The contraction has also been felt in other regions such as China, where the service sector PMI also slowed much more than expected. So investors have chosen to undo positions in values ​​more linked to the cycle, such as banks or steel companies, with falls of more than 2% for Acerinox or ArcelorMittal.

However, Solaria was the most bearish value with losses of more than 5% at closing.
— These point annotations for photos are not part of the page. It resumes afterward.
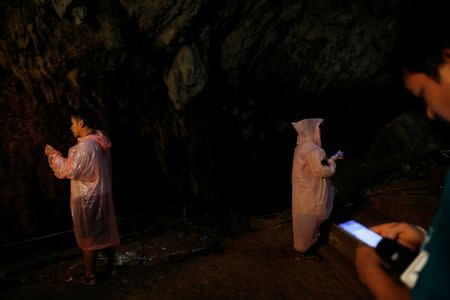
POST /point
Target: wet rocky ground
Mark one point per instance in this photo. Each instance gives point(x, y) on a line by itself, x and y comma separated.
point(189, 261)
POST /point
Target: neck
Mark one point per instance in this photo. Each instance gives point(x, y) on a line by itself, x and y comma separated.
point(86, 131)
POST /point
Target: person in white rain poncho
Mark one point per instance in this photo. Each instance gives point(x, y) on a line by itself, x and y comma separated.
point(312, 191)
point(88, 166)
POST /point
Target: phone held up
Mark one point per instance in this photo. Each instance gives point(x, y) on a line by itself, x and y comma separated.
point(397, 258)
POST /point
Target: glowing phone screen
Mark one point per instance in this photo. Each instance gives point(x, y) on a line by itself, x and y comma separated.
point(361, 232)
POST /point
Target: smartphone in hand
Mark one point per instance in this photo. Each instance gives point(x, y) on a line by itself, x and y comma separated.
point(396, 256)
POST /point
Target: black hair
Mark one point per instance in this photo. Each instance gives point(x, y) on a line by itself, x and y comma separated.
point(424, 34)
point(88, 116)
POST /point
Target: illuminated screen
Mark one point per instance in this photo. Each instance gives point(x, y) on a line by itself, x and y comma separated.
point(362, 233)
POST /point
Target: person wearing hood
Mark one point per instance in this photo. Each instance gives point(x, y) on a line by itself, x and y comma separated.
point(88, 166)
point(312, 191)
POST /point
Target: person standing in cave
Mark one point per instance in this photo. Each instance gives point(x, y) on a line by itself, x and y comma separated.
point(312, 190)
point(424, 61)
point(88, 166)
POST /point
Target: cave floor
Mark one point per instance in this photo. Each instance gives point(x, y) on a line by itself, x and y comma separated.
point(257, 263)
point(254, 265)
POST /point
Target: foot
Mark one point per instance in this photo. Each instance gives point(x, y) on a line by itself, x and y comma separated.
point(88, 280)
point(308, 257)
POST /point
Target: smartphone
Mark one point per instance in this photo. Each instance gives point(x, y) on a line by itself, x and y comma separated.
point(361, 232)
point(396, 256)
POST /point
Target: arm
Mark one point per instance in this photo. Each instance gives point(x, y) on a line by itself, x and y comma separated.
point(369, 264)
point(314, 159)
point(371, 273)
point(72, 167)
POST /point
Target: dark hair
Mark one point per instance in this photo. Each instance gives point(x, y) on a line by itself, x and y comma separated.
point(88, 116)
point(424, 34)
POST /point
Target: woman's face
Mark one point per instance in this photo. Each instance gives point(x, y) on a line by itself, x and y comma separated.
point(76, 127)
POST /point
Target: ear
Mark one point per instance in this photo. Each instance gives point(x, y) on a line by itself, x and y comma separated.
point(446, 55)
point(81, 123)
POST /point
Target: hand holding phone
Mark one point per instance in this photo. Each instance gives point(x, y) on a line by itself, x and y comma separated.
point(338, 155)
point(396, 256)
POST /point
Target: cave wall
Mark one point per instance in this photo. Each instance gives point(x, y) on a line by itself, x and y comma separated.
point(196, 95)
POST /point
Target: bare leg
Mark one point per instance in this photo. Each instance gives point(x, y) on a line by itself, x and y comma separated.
point(111, 255)
point(89, 258)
Only four stocks, in fact, held up positively (Indra, Bankinter, Inditex and Grifols).

debt stress

Fears of the slowdown are also reflected in the debt markets, where investors have once again rushed to sell government debt, pushing prices down and raising yields (which move inversely).

In Europe, the interest required by investors to buy ten-year German debt -the region’s main reference- is around 2.5%, while in the US the reference exceeds 3.9%, a maximum of three months.

Analysts indicate that, as things are, the market now presents two very opposing positions. On the one hand, that of those investors who believe that the economy will tend to a “soft landing” in the coming months, with inflation moderating enough for central banks to stop raising interest rates. On the other hand, those who believe that the rise in prices will continue and the restrictive monetary policies will end up leading the main economies into a deep recession.

“For now, as the stock markets have behaved in the first half, it seems that the first of these visions has prevailed,” indicate the analysts at Link Securities. However, from now on it will be the macroeconomic data and the new round of corporate results that will start in mid-July the factors that determine who was right.